Cirque du Soleil gives me the creeps every time I see their commercials. I don’t want them in my town or anywhere near it. They can stay in Vegas with all the other weird stuff that’s there. That’s where they belong. Vegas is weird. That’s why people go there. That’s fine. It serves it’s purpose.
You see, I hate clowns. I really, really, really hate them. I legitimately have full-fledged nightmares about evil clowns.
And these are dancing, acrobatic clowns. Clowns on flying trapeezes (not sure trapeezes is a word, but whatever). Contortionist clowns. There’s nothing ENJOYABLE about that.
I am French Canadian, and I’m ashamed of the fact that the French Canadians created this freakshow.

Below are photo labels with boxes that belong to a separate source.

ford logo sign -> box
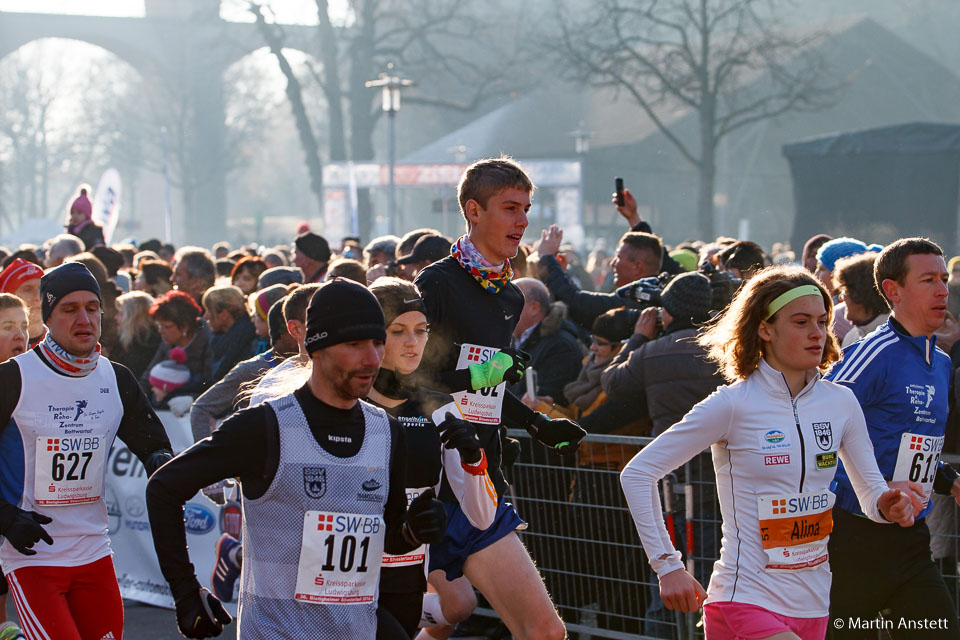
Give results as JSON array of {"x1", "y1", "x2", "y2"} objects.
[{"x1": 183, "y1": 502, "x2": 216, "y2": 534}]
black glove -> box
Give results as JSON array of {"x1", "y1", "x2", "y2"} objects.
[
  {"x1": 527, "y1": 412, "x2": 587, "y2": 456},
  {"x1": 403, "y1": 487, "x2": 447, "y2": 544},
  {"x1": 438, "y1": 413, "x2": 482, "y2": 464},
  {"x1": 500, "y1": 348, "x2": 530, "y2": 384},
  {"x1": 0, "y1": 504, "x2": 53, "y2": 556},
  {"x1": 467, "y1": 349, "x2": 530, "y2": 391},
  {"x1": 176, "y1": 587, "x2": 233, "y2": 638},
  {"x1": 143, "y1": 449, "x2": 173, "y2": 478}
]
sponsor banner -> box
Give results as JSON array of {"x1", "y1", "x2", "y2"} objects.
[
  {"x1": 323, "y1": 160, "x2": 580, "y2": 189},
  {"x1": 103, "y1": 411, "x2": 240, "y2": 616}
]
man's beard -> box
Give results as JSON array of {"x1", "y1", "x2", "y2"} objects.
[{"x1": 330, "y1": 367, "x2": 377, "y2": 400}]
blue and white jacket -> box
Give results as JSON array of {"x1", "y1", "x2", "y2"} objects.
[{"x1": 828, "y1": 318, "x2": 955, "y2": 518}]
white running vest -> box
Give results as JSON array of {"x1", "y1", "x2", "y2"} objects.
[
  {"x1": 0, "y1": 350, "x2": 123, "y2": 573},
  {"x1": 238, "y1": 394, "x2": 391, "y2": 640}
]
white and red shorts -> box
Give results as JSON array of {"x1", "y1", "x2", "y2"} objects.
[{"x1": 7, "y1": 556, "x2": 123, "y2": 640}]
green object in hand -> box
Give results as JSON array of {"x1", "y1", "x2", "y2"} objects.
[{"x1": 467, "y1": 351, "x2": 523, "y2": 391}]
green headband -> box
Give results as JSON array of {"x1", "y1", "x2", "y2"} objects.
[{"x1": 763, "y1": 284, "x2": 823, "y2": 322}]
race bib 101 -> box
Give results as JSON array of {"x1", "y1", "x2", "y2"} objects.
[
  {"x1": 453, "y1": 344, "x2": 507, "y2": 424},
  {"x1": 33, "y1": 436, "x2": 107, "y2": 507},
  {"x1": 893, "y1": 433, "x2": 944, "y2": 506},
  {"x1": 294, "y1": 511, "x2": 385, "y2": 604},
  {"x1": 757, "y1": 489, "x2": 836, "y2": 571},
  {"x1": 383, "y1": 487, "x2": 427, "y2": 567}
]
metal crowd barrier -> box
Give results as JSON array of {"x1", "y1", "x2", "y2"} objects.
[{"x1": 478, "y1": 430, "x2": 960, "y2": 640}]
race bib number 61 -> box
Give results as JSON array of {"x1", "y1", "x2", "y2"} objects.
[{"x1": 294, "y1": 511, "x2": 384, "y2": 604}]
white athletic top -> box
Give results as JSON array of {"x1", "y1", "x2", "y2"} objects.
[
  {"x1": 0, "y1": 350, "x2": 123, "y2": 573},
  {"x1": 620, "y1": 360, "x2": 887, "y2": 618}
]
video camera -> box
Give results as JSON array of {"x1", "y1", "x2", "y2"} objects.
[{"x1": 616, "y1": 262, "x2": 743, "y2": 312}]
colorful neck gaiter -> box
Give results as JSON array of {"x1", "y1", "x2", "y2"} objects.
[
  {"x1": 40, "y1": 331, "x2": 100, "y2": 378},
  {"x1": 450, "y1": 236, "x2": 513, "y2": 293}
]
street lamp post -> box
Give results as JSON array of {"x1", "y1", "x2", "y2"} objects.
[{"x1": 365, "y1": 62, "x2": 413, "y2": 234}]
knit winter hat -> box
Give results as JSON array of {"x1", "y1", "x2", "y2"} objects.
[
  {"x1": 40, "y1": 262, "x2": 103, "y2": 322},
  {"x1": 670, "y1": 249, "x2": 698, "y2": 271},
  {"x1": 660, "y1": 271, "x2": 713, "y2": 322},
  {"x1": 817, "y1": 238, "x2": 883, "y2": 273},
  {"x1": 0, "y1": 258, "x2": 43, "y2": 293},
  {"x1": 253, "y1": 284, "x2": 287, "y2": 322},
  {"x1": 70, "y1": 189, "x2": 93, "y2": 218},
  {"x1": 257, "y1": 267, "x2": 303, "y2": 289},
  {"x1": 149, "y1": 347, "x2": 190, "y2": 393},
  {"x1": 303, "y1": 278, "x2": 387, "y2": 354},
  {"x1": 293, "y1": 231, "x2": 330, "y2": 262}
]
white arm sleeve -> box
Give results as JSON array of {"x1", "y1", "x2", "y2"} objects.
[
  {"x1": 840, "y1": 396, "x2": 889, "y2": 524},
  {"x1": 620, "y1": 387, "x2": 733, "y2": 576},
  {"x1": 431, "y1": 402, "x2": 497, "y2": 530}
]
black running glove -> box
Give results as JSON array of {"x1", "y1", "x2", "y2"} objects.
[
  {"x1": 176, "y1": 587, "x2": 233, "y2": 638},
  {"x1": 527, "y1": 412, "x2": 587, "y2": 456},
  {"x1": 403, "y1": 487, "x2": 447, "y2": 546},
  {"x1": 0, "y1": 504, "x2": 53, "y2": 556},
  {"x1": 438, "y1": 413, "x2": 482, "y2": 464},
  {"x1": 467, "y1": 349, "x2": 530, "y2": 391}
]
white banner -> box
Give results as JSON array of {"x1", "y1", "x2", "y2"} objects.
[
  {"x1": 104, "y1": 411, "x2": 240, "y2": 616},
  {"x1": 93, "y1": 169, "x2": 123, "y2": 246}
]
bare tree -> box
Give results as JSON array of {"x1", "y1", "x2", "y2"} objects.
[
  {"x1": 249, "y1": 0, "x2": 528, "y2": 235},
  {"x1": 545, "y1": 0, "x2": 842, "y2": 239},
  {"x1": 250, "y1": 2, "x2": 323, "y2": 216}
]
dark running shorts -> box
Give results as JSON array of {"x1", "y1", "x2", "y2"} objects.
[{"x1": 430, "y1": 500, "x2": 527, "y2": 581}]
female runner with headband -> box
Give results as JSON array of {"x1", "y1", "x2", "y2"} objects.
[{"x1": 620, "y1": 267, "x2": 921, "y2": 640}]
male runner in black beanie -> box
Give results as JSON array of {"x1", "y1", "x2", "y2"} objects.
[
  {"x1": 147, "y1": 278, "x2": 446, "y2": 640},
  {"x1": 416, "y1": 158, "x2": 586, "y2": 640}
]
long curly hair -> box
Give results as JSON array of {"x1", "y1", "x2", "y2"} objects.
[{"x1": 698, "y1": 266, "x2": 840, "y2": 382}]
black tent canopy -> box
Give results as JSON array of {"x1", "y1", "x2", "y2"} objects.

I think my hatred of clowns began pretty much upon birth. And to make matters worse, my grandmother was under the impression that I actually liked them and gave me this clown-mobile thingie that my parents hung up in the corner of my bedroom from the ceiling. It almost looked like a marionette puppet. I insisted that I hated it, but they said it would hurt my grandmother’s feelings if we took it down, so they kept it up. And I wasn’t tall/strong enough to drag out the ladder and take it down until I was 10 or 11.
I truly wish the world would get rid of all things clown. Because clowns are not funny. They are not entertaining. And anyone who becomes a clown has some serious mental health issues.
^ Dear World, Clowns are NOT okay. Please eliminate ASAP.